We took 230 audience members per show inside the brain of Mary Shelly’s monster through virtual reality headsets - a world first for theatre.
“We want to take the audience to the arctic,” they said. “We want to put them in the minds eye of an AI,” they said. “We want everyone to experience it at the same time,” they said.
“Sure,” we said.
National Youth Theater's modern adaptation explores themes of artificial intelligence, emotional learning and what it means to be post-human.
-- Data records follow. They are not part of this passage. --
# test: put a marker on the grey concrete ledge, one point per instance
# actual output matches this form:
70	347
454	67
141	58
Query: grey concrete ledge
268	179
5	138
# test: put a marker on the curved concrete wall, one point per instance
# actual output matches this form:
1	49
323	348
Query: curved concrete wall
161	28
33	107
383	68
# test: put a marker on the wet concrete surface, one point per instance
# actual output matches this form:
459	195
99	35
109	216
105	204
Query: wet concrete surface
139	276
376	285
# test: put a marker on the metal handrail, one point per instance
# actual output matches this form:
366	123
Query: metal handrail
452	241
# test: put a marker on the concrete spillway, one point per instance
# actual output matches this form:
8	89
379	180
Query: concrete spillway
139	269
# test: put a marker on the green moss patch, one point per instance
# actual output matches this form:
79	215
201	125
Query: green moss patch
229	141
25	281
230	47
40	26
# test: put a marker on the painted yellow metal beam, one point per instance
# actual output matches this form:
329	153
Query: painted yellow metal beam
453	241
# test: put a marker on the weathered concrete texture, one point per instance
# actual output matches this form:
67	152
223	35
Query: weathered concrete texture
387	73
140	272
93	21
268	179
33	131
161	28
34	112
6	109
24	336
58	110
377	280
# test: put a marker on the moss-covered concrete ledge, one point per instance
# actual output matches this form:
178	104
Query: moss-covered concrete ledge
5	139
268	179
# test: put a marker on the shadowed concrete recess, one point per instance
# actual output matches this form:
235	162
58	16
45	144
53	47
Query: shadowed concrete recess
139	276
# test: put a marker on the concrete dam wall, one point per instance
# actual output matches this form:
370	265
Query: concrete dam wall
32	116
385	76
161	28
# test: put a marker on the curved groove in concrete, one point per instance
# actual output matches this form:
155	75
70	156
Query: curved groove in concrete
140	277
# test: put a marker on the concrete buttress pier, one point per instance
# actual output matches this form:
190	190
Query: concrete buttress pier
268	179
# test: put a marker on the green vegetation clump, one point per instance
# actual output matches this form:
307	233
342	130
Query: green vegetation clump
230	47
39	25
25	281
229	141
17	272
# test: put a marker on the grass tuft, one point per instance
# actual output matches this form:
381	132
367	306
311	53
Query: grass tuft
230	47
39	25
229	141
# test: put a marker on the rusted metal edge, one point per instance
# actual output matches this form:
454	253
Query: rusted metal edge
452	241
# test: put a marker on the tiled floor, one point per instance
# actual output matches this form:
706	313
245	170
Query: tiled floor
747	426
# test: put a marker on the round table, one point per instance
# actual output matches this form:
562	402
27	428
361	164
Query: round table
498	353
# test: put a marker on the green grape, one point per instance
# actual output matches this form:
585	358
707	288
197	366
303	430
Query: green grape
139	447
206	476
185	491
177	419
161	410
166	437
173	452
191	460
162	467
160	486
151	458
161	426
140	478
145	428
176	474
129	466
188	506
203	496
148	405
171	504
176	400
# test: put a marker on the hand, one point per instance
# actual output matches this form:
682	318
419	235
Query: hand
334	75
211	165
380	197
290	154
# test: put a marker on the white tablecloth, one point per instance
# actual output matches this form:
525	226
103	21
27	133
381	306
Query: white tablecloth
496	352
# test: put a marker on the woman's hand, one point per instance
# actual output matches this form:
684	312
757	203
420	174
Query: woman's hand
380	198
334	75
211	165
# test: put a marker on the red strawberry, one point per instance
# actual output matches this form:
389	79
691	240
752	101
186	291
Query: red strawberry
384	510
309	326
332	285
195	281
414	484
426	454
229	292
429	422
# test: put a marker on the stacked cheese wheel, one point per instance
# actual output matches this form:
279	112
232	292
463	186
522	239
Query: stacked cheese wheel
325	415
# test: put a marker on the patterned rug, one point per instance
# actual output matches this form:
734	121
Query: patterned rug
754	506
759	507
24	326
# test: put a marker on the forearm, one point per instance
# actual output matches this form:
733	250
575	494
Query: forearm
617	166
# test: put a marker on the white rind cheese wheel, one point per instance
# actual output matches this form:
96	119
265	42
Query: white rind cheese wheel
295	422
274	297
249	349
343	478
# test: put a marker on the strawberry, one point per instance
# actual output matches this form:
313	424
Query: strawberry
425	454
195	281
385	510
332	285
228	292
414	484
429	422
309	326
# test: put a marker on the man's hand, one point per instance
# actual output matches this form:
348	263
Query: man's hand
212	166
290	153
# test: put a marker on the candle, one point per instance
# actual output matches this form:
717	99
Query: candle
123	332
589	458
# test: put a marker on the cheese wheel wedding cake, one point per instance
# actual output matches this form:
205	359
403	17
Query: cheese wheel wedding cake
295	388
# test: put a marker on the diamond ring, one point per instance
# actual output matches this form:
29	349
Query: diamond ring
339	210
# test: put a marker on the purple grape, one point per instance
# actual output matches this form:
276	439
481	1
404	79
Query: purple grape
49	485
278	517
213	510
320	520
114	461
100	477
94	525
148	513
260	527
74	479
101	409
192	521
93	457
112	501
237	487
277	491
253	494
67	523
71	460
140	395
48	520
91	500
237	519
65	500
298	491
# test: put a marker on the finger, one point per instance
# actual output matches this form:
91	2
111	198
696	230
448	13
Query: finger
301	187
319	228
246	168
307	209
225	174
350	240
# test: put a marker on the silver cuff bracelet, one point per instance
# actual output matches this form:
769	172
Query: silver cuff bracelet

We helped firmly integrate the VR experience into the main narrative so it became part of the vernacular of the play.
We trekked to remote areas of the arctic circle and filmed on location in the Ilulissat Icefjord and on the Kangerlussuaq Glacier in Greenland using a stereoscopic 3D 360 camera.
We used motion capture to record expressive states of actors' faces, showing how the AI interpret emotions.
We used procedural animation to instruct a computer to create a visualisation of an AI brain.
Inspired by how smart cars interpret the world, we used volumetric capture to record a fight between a character and the AI which we integrated with a lidar scan of an environment.
A dedicated team of technicians were trained to run the day to day delivery of the VR content during the show to ensure a seamless audience experience.
“The way the NYT incorporated virtual reality into Frankenstein was an extraordinary creative and technical feat. VR transported a 19th century novel firmly into the 21st century, provoking deep thoughts about machines and intelligence."